Si le massif est en grande partie couvert de pins sylvestres (pinèdes ou pineraies), d’autres milieux forestiers sont présents : des bois de hêtres (hêtraies), des plantations d’épicéa (pessière) et de sapins (sapinières) ou plus rarement de mélèzes (mélézin).

On rencontre aussi des « fourrés » ou friches à buissons (noisetiers, genévriers…) qui font la transition entre les milieux ouverts pâturés et les espaces forestiers.

Les forêts du cœur de la Pinatelle, longtemps soumises au pâturage, sont anciennes (1750) et formées de peuplements clairs et maigres de Pins sylvestres. Depuis l’institution  du régime forestier (1855), la vocation principale a été la production de bois et au début du XXe siècle, le pâturage en sous-bois limite encore la régénération naturelle de la forêt.

Après la 2nde guerre mondiale, on constate une diminution du pâturage et dans les années 1970, un grand nombre de plantations sont effectuées : épicéas, sapins et quelques mélèzes sur des surfaces plus restreintes.

Aujourd’hui, le pin sylvestre est devenu l’essence privilégiée, il pousse spontanément dans la région et est indissociable des plateaux de l’Est cantalien : il témoigne du climat montagnard plus sec que sur les Monts du Cantal (dont les versants sont couverts de hêtraie, hêtraie-sapinières ou sapinières selon l’exposition).

En janvier 2002, la Charte Forestière de Territoire du Pays de Murat est signée (première en France), elle reconnaît une forêt multifonctionnelle : production de bois, protection (faune/flore/paysage) et accueil du public.

Petit aperçu d’une faune et d’une flore remarquables

La diversité des milieux naturels sur le plateau de la Pinatelle permet d’accueillir de nombreuses espèces animales et végétales montagnardes. En forêt ou le long des chemins, vous pourrez par exemple observer une grande diversité d’arbustes : Sorbier des oiseleurs ou Sorbier blanc, Groseilliers des Alpes ou à maquereaux, Sureaux noir ou à grappes, Viorne lantane, Noisetier, Prunellier, Aubépine, divers Eglantiers, ou encore des Genévriers dans les sous-bois de Pins sylvestres.

Le massif forestier de la Pinatelle est réputé pour ses populations de cervidés : cerfs et biches en nombre côtoient chevreuil et chevrettes.

Si vous avez de la chance, vous apercevrez peut-être à leur côté d’autres mammifères qui peuplent le plateau : sangliers, renards, écureuil roux, martres, hermines…

Dès le printemps, les prairies montagnardes se couvrent de fleurs comme la Pulsatile rouge, l’Orchis sureau, le Gaillet jaune ou encore l’Oeillet des bois ainsi que de nombreuses graminées.

Les tourbières, milieux naturels remarquables gorgés d’eau accueillent des espèces particulièrement bien adaptées aux contraintes de leur environnement (froid, acidité, pauvreté des sols…) : l’Andromède, la Canneberge ou encore la Droséra à feuilles rondes ou Rossolis, emblématique plante carnivore. Des animaux affrontent aussi ces conditions difficiles : le Lézard vivipare, des papillons comme le Damier des marais ou une araignée plongeuse, la Dolomède.

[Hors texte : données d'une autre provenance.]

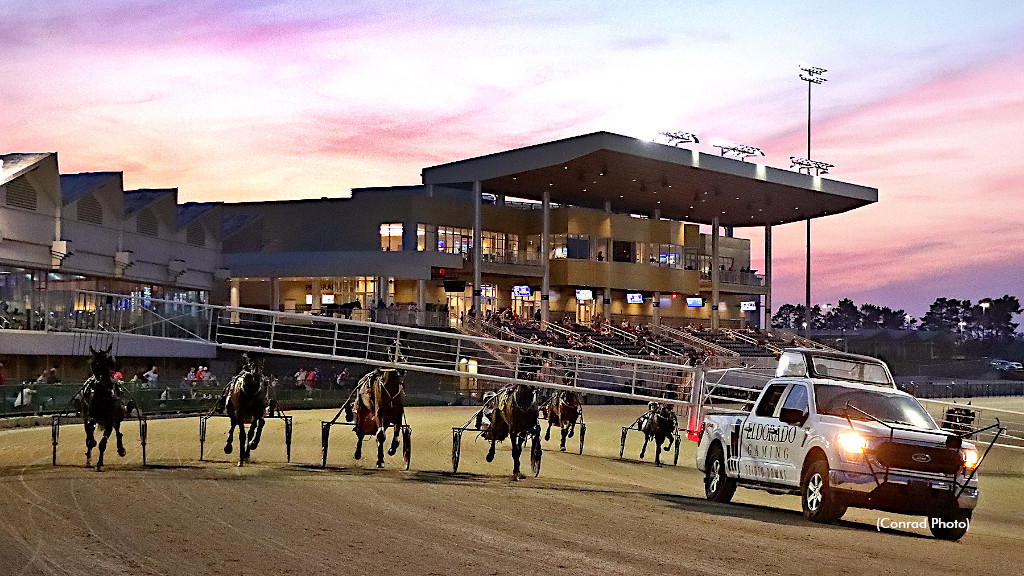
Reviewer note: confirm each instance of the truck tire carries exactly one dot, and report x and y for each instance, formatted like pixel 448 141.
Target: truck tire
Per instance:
pixel 820 502
pixel 718 486
pixel 956 525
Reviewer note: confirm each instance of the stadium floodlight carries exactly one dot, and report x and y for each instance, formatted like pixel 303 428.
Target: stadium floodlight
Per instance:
pixel 676 138
pixel 742 152
pixel 812 74
pixel 806 164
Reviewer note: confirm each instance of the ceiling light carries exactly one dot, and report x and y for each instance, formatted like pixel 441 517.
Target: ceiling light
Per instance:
pixel 805 164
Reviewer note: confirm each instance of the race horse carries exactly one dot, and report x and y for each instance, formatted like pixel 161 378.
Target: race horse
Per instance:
pixel 379 403
pixel 101 406
pixel 659 422
pixel 514 415
pixel 562 410
pixel 247 400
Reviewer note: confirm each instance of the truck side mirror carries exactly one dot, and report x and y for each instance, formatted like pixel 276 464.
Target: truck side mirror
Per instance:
pixel 793 416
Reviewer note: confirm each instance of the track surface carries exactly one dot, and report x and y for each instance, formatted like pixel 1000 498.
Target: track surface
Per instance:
pixel 585 515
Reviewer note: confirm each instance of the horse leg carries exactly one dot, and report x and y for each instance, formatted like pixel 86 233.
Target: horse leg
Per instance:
pixel 254 438
pixel 394 441
pixel 243 447
pixel 90 442
pixel 102 447
pixel 121 440
pixel 230 437
pixel 381 437
pixel 491 453
pixel 517 442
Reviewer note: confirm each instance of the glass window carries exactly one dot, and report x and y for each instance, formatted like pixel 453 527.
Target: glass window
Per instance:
pixel 888 407
pixel 391 237
pixel 770 400
pixel 797 399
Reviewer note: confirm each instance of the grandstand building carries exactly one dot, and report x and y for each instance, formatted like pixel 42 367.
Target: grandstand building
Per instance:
pixel 595 227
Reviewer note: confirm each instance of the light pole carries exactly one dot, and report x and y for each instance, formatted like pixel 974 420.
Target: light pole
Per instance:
pixel 811 75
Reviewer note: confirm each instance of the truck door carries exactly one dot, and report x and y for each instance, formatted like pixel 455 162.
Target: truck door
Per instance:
pixel 769 446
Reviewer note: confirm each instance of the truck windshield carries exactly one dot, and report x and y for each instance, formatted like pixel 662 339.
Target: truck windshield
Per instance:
pixel 893 408
pixel 853 370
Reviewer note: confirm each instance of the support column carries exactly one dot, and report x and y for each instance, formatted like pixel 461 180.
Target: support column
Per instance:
pixel 477 252
pixel 715 276
pixel 546 256
pixel 315 290
pixel 421 286
pixel 807 309
pixel 767 324
pixel 656 310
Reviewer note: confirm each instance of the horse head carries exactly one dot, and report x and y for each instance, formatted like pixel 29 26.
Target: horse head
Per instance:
pixel 101 364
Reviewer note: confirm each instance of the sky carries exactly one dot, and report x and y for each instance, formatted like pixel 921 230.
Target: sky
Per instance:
pixel 233 99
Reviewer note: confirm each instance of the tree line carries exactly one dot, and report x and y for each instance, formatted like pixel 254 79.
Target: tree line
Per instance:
pixel 988 319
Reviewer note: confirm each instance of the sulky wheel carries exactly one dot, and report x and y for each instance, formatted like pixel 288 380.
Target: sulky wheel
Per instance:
pixel 407 445
pixel 456 448
pixel 535 455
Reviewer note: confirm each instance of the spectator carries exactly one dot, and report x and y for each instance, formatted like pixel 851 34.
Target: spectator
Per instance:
pixel 152 377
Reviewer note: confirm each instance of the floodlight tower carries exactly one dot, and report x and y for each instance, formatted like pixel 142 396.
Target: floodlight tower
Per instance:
pixel 811 75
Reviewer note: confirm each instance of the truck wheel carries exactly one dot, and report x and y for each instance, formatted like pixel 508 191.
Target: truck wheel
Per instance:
pixel 820 502
pixel 949 527
pixel 718 486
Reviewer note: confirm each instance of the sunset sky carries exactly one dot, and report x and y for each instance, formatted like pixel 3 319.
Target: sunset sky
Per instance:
pixel 229 99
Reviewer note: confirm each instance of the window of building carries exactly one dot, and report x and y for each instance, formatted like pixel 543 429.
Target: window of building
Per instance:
pixel 196 235
pixel 391 237
pixel 146 223
pixel 623 251
pixel 89 210
pixel 578 246
pixel 453 240
pixel 20 194
pixel 426 238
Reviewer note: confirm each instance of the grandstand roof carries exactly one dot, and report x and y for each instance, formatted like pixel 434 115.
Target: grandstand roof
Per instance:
pixel 640 176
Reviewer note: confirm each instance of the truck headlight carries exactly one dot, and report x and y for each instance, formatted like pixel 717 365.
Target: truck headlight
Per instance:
pixel 853 445
pixel 970 457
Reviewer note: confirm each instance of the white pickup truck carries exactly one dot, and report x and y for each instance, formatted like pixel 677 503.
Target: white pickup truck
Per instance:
pixel 833 427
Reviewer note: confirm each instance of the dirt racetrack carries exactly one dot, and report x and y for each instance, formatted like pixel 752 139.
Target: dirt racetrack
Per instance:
pixel 585 515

De nombreux ruisseaux sillonnent le plateau, ils abritent la Truite fario, le Chabot et quelquefois encore des Ecrevisses à pattes blanches. Tous témoignent, avec la Loutre d’Europe aussi présente, de la qualité du milieu.

Au bord du Lac du Pêcher, étang d’altitude en lisière de forêt, les ornithologues apprécieront la diversité des oiseaux nicheurs ou migrateurs : Grèbes, Fuligules, Sarcelles et autres canards, Chevaliers, Bécassines des marais, Bergeronnettes, Bruants des roseaux…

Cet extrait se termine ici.